Antler Gallery / Portland / October 2018

I've been watching a lot of David Attenborough series lately. You know, Planet Earth, Life, and Blue Planet. The more I watch them, the more I feel an almost visceral connection to the animals I see on screen. And yet in my day-to-day life, most of my interactions with nature are things like shooing spiders out of my basement and swerving to avoid squirrels in the road. In other words, I have almost no real connection to nature, and especially to the wild animals I've been growing increasingly attached to on television. I fear that much of this world is going to disappear in my lifetime, and yet I'm just sitting on my couch eating chips.

Of course, I'm an artist, not an environmentalist. So while I don't know exactly what to do about this disconnect I'm feeling, I do know how to paint about it. And so I did. For my two person show with Josie Morway at Antler Gallery in Portland, OR. For those with a keen eye, Josie and I had previously done a mural together.

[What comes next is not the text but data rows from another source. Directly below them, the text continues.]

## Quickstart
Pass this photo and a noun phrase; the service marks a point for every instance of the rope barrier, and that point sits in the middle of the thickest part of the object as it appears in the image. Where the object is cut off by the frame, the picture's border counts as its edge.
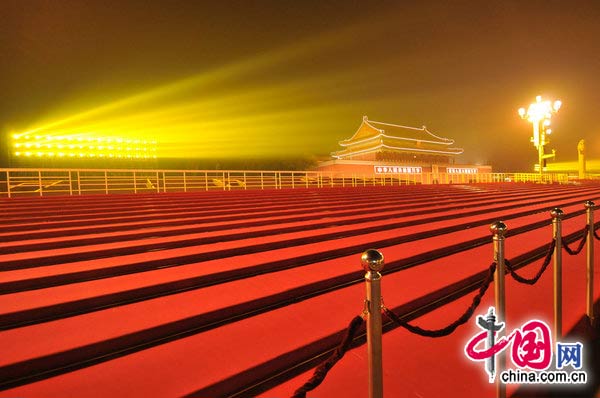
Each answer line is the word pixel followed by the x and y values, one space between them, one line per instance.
pixel 450 328
pixel 533 280
pixel 322 370
pixel 581 243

Antler Gallery often shows work whose subject matter is the animal kingdom. And so in the paintings I made for this show, my astronaut explores a world where animals have, unsurprisingly, outlasted us. But they wander a wilderness filled with our debris, each of them under mysterious shape, which might be magical or might be technological in nature. I was thinking, too, of Philip K. Dick's "Do Androids Dream of Electric Sheep?" where real animals are rare but when encountered take on an almost miracle-like embodiment. But the reality is that animals far out number us. They'll still be here long after we're gone.